On May 23, 2014, the Ecuadorian coffee tasting was held in the art cafe of the Guangdong Provincial Museum. All kinds of Ecuadorian boutique coffee were displayed one by one, overflowing with mellow flavor, which made the participants' tongues lively.
Ecuador is located in South America, and the equatorial line runs through the country, so Ecuador is also known as the "equatorial country". Ecuador's superior geographical location, fertile soil and special climatic conditions have created a superior natural environment for coffee cultivation in the country. Ecuador is one of the few countries in the world that can produce both Arabica and Robusta coffee beans.
The decline in coffee production began in the 1980s as acreage began to decline and coffee was often unharvested because of its own low prices. Coffee production began to decline sharply during the price crisis of the 1990s and early 2000s. Ecuador's economy is heavily dependent on oil and less dependent on agriculture than many other coffee-growing countries. Ecuador produces less than 1% of world coffee production. The income of coffee has decreased, especially during this period, the international price of coffee has been very low, often lower than the cost of production.
Coffee did not become a major commercial project in Ecuador until the late 1920s, when the cocoa industry was threatened by disease and coffee was still largely a successor to the national economy.
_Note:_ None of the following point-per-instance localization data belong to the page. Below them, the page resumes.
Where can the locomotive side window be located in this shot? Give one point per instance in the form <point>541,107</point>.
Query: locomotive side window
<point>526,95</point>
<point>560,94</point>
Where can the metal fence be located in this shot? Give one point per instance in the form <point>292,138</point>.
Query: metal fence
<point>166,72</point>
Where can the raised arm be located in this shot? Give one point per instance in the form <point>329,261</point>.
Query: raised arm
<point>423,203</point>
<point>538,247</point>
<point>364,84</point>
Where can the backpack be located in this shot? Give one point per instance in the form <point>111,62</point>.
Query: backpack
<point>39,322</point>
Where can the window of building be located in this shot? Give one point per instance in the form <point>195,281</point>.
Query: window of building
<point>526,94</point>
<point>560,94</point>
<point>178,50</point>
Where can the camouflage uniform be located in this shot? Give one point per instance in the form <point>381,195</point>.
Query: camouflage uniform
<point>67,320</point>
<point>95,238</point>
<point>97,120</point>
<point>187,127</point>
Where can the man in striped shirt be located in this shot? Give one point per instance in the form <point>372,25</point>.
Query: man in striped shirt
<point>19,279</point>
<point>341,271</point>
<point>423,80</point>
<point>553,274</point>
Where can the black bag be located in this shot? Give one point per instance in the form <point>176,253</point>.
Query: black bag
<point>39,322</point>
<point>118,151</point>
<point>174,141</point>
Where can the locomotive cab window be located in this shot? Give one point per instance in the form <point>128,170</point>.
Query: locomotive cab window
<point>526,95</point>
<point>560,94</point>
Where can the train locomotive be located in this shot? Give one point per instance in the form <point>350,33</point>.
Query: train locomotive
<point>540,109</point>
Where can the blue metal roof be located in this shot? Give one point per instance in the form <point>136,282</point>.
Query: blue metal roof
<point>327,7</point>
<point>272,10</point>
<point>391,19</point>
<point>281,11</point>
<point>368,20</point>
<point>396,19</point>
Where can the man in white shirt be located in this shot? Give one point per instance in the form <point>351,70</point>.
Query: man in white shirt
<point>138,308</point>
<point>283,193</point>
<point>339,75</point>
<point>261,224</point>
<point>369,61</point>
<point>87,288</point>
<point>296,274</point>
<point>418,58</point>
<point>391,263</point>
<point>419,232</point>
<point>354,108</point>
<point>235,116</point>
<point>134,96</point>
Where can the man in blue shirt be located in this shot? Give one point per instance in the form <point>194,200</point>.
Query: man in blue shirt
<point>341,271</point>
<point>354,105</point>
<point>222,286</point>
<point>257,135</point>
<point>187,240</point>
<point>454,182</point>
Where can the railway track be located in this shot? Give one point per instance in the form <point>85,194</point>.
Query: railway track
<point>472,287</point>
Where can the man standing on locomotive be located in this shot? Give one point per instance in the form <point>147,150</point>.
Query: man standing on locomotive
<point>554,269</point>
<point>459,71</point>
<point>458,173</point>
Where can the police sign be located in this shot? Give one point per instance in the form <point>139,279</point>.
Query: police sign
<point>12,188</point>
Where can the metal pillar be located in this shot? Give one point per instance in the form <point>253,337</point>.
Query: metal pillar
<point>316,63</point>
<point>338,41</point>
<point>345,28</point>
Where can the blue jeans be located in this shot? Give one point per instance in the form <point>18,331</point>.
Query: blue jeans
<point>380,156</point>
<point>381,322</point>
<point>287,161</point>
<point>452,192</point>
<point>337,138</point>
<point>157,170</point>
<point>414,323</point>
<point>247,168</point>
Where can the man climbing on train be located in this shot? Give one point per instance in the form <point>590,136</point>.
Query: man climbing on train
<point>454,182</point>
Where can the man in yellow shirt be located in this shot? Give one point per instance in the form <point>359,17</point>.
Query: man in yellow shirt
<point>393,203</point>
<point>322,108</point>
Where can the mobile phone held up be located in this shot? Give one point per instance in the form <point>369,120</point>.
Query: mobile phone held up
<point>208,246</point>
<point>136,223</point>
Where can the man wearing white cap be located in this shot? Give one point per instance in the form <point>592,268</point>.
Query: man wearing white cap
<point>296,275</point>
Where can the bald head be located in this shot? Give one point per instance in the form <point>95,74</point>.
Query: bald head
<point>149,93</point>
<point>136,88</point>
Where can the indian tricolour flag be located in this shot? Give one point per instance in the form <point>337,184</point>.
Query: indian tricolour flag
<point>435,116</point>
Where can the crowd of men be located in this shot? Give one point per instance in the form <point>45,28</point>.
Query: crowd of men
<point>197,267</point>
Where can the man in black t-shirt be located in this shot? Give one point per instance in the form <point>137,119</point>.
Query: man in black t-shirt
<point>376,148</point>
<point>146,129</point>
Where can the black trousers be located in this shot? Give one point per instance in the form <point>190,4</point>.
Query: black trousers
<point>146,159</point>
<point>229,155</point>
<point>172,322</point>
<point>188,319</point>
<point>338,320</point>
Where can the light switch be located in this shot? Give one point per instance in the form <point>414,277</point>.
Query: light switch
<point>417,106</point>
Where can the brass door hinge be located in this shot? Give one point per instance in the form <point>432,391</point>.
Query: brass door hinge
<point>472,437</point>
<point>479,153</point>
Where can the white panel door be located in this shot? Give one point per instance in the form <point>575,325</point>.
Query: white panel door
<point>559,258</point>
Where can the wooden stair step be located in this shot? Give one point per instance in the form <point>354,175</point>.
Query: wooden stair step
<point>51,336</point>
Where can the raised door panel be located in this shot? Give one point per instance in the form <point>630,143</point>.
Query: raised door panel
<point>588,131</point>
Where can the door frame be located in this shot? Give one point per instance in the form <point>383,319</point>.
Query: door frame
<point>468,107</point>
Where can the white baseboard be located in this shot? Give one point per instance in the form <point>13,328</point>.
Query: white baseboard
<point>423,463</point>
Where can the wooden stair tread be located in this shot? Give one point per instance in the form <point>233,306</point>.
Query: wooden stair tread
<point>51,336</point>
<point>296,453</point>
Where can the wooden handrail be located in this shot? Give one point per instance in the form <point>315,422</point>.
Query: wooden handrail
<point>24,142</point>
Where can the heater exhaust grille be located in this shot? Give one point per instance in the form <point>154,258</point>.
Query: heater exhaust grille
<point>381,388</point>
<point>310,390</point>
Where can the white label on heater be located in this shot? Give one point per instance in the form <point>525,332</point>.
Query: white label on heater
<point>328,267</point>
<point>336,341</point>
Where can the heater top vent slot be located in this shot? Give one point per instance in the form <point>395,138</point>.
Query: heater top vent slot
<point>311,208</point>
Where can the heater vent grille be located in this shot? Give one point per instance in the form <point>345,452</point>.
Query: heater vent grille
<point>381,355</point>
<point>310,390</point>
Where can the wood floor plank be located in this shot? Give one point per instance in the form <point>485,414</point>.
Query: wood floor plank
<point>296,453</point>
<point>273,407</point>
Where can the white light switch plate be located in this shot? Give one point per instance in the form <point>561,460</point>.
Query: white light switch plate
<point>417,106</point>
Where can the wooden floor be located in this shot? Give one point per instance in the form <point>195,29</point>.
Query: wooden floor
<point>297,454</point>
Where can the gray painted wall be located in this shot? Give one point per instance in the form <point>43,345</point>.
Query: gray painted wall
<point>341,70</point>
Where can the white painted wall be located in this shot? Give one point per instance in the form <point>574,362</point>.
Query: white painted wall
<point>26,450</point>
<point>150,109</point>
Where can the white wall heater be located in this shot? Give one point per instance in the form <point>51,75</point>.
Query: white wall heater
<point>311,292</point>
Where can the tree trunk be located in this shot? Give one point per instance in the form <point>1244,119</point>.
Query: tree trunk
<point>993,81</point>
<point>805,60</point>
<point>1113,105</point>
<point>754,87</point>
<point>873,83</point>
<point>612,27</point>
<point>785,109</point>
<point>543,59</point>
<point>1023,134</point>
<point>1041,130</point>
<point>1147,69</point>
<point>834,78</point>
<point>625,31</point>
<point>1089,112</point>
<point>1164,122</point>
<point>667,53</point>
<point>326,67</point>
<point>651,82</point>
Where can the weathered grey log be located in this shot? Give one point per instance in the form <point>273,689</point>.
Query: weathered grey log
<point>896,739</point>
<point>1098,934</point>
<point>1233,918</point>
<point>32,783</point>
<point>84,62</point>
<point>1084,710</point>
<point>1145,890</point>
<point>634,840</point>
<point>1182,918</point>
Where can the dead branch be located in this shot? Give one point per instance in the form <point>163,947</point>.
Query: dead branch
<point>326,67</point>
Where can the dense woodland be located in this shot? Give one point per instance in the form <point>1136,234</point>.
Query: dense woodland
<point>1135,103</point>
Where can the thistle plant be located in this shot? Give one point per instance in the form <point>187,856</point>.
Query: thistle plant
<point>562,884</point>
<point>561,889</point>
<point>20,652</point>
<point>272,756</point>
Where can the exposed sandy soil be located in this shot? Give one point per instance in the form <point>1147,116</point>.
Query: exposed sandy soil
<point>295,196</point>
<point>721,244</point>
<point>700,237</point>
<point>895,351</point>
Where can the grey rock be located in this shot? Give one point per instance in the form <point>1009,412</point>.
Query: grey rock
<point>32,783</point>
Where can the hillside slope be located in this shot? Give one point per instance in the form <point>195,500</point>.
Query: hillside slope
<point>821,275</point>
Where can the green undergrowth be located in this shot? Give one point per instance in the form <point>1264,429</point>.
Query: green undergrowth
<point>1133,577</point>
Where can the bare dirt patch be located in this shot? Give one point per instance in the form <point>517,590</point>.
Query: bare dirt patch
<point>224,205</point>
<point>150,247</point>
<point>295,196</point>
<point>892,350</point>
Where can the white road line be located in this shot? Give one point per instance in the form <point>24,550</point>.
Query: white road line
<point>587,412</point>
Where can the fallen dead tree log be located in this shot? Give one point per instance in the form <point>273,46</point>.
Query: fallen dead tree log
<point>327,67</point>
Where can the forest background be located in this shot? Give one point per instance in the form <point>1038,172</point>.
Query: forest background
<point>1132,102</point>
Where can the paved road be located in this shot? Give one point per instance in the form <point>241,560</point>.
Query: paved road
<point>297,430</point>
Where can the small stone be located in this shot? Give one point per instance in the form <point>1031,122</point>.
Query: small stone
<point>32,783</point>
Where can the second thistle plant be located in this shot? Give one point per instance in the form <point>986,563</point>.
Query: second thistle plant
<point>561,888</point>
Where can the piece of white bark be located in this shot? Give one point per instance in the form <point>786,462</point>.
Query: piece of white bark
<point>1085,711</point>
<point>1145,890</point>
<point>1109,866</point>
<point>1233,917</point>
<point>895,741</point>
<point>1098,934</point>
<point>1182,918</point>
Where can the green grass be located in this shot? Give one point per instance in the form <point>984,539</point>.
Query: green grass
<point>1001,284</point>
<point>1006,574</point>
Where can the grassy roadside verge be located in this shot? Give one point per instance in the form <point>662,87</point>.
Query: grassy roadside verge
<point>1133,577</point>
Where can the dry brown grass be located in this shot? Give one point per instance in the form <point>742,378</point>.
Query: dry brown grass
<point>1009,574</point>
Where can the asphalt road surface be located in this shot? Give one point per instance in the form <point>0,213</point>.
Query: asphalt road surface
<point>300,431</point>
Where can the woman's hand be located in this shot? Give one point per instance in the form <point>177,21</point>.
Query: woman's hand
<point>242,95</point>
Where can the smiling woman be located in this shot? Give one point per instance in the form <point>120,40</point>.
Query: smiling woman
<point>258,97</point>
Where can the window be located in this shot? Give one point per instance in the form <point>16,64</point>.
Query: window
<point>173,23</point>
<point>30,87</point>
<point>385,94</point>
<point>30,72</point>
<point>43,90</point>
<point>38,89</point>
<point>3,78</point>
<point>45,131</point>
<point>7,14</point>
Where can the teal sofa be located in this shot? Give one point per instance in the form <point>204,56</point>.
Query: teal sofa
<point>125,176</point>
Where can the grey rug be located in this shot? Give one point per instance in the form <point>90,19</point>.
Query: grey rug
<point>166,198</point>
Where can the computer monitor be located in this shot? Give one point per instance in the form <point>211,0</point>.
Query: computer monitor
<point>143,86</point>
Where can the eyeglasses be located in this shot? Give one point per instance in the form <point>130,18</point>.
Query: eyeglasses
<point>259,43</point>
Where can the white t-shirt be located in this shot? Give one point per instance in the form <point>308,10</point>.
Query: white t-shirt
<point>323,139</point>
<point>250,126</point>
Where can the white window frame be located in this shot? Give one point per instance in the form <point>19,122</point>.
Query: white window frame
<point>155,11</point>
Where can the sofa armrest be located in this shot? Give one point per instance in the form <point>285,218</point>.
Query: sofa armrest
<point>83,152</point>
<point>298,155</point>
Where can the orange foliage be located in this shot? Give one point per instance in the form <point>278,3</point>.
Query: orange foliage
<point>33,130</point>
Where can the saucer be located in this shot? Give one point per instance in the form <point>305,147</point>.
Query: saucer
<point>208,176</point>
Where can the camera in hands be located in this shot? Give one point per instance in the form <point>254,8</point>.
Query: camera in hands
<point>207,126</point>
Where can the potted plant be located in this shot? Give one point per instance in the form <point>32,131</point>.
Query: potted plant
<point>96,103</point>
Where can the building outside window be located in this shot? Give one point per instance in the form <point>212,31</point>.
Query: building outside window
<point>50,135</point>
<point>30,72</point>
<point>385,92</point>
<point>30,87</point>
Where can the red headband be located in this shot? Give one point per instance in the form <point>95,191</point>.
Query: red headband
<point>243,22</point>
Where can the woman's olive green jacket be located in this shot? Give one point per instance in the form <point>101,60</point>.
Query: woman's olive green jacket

The establishment of COFENAC is self-defeating
Although the Ecuadorian government supports the formation of the National Coffee Association (Consejo Cafetalero Nacional) and allows it to impose a 2 per cent surcharge on all coffee exports, the coffee industry has maintained extremely low yields and farmers have received little help in solving the coffee failure problem. COFENAC does not provide the training, technology transfer, agricultural credit or producer support that most observers claim to be needed.
Product characteristics
Alpine coffee in Ecuador is produced at an altitude of about 1000-2000 meters above sea level. Coffee from different soils has different flavors. Its taste is very interesting, a little sour and bitter, coupled with aromas and sweetness of fruit, grass and chocolate, Ecuador Alpine Coffee is a very good choice for making ESPRESSO and drip coffee, because you can taste its strong taste.